Compactuar com o abuso
Gatilhos de uma realidade.
Fecho-me no quarto para não ouvir os gritos. Volto a ter quatro anos. A história repete-se com uma ironia trágica. Só que estes gritos não são os do meu pai, que agride a minha mãe com palavras de arestas tão duras quanto pedras. Estes gritos são do marido que a minha irmã escolheu para se casar. A minha sobrinha chora, com o tom de voz a elevar-se à mesma medida que o do pai, e os braços pendentes, sem saber como reagir à violência daquele que a deveria proteger de todo o mal.
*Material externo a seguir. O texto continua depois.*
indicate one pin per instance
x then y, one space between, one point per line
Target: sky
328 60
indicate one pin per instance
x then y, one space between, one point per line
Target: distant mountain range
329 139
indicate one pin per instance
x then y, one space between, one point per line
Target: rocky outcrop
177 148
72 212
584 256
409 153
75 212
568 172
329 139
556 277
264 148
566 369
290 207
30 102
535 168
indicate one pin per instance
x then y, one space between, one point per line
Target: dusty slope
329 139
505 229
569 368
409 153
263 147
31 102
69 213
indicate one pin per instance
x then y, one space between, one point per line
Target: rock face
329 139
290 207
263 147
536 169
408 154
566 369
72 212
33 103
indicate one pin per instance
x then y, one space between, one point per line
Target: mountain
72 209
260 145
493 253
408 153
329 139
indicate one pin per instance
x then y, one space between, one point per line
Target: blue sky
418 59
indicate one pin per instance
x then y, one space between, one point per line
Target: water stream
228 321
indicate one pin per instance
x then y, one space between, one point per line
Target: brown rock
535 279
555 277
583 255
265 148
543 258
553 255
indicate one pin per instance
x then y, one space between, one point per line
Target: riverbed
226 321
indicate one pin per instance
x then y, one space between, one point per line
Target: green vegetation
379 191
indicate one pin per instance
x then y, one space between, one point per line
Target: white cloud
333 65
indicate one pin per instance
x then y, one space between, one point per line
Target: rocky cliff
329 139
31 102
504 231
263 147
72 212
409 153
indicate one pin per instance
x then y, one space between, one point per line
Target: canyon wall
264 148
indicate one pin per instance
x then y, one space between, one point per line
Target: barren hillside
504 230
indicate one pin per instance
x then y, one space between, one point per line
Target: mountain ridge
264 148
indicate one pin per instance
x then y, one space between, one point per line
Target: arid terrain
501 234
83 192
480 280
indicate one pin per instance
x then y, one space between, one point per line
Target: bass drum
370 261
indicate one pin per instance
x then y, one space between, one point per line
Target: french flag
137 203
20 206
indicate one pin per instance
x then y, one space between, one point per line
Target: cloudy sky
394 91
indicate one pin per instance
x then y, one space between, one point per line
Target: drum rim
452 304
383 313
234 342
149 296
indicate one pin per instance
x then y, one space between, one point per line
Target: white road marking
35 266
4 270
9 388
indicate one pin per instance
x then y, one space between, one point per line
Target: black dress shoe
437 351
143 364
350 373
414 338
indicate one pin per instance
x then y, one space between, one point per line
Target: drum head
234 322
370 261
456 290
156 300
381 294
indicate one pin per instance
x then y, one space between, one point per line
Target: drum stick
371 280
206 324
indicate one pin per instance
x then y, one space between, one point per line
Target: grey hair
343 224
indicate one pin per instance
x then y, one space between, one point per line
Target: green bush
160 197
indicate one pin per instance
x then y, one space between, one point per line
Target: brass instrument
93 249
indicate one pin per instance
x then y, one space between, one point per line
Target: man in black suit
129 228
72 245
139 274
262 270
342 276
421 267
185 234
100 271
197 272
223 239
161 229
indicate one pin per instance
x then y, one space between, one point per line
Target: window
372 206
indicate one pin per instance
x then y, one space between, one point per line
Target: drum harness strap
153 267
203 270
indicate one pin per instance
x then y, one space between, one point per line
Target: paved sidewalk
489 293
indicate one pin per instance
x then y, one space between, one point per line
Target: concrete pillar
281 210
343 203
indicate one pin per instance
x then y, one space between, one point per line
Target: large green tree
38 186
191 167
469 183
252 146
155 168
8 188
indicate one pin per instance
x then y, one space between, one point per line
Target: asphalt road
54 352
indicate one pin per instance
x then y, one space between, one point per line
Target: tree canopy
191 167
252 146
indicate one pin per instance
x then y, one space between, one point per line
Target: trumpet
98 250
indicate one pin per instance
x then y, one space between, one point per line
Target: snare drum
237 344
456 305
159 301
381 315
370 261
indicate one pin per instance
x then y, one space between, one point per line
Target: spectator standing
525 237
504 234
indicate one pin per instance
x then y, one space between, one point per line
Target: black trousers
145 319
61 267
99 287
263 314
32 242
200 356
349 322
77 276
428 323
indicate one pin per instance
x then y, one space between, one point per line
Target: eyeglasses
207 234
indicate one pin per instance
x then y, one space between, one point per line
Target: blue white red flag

Há muitas formas de violência: contra os outros e contra nós próprios. E há formas de violência tão subtis que só recentemente as reconhecemos como tal. Gritar com uma criança, puxá-la pelo braço, fechá-la numa divisão, ignorar o seu choro, mesmo quando o motivo é a pura ignorância, porque não se conhece outra forma de lidar com a frustração dela, ou mesmo que o amor esteja subjacente a todas essas ações, de forma mais ou menos distorcida, é uma agressão que fica gravada na memória da criança. A criança poderá não ter acesso a essa memória mais tarde, mas o inconsciente molda-se em torno desses atos. E molda-a a ela.
Causa-me uma revolta desmedida assistir a esses episódios de agressão. Causaria ainda não se tratando da minha sobrinha. Os adultos esquecem-se que foram crianças. Eu faço por nunca me esquecer. Daquela sensação de impotência e incompreensão, como se tivéssemos sido colocados no mundo sem qualquer tipo de preparação ou proteção, apenas para sermos subjugados e aceitarmos, sem questionar, os ditames de quem dependemos.
Grande parte das memórias da minha infância estão apagadas da minha consciência, mas certos excertos dolorosos perduram e mancham quaisquer momentos felizes que tenha vivido. O meu truque de magia era conseguir chorar sempre que queria, como uma atriz de novela: bastava concentrar-me no horizonte por alguns segundos. No meio de tudo, o pior nem foram as palmadas, as ameaças com a colher de pau ou quando me diziam que sofreria muito na vida por causa do meu feitio, mas sim aqueles momentos em que, sozinha no quarto e com as lágrimas a cair nas páginas do diário, desejava poder mudar, poder ser feliz e ter outra família, sabendo que a possibilidade disso era a mesma de encontrar um génio na lâmpada, sobretudo porque nunca acreditei no Pai Natal.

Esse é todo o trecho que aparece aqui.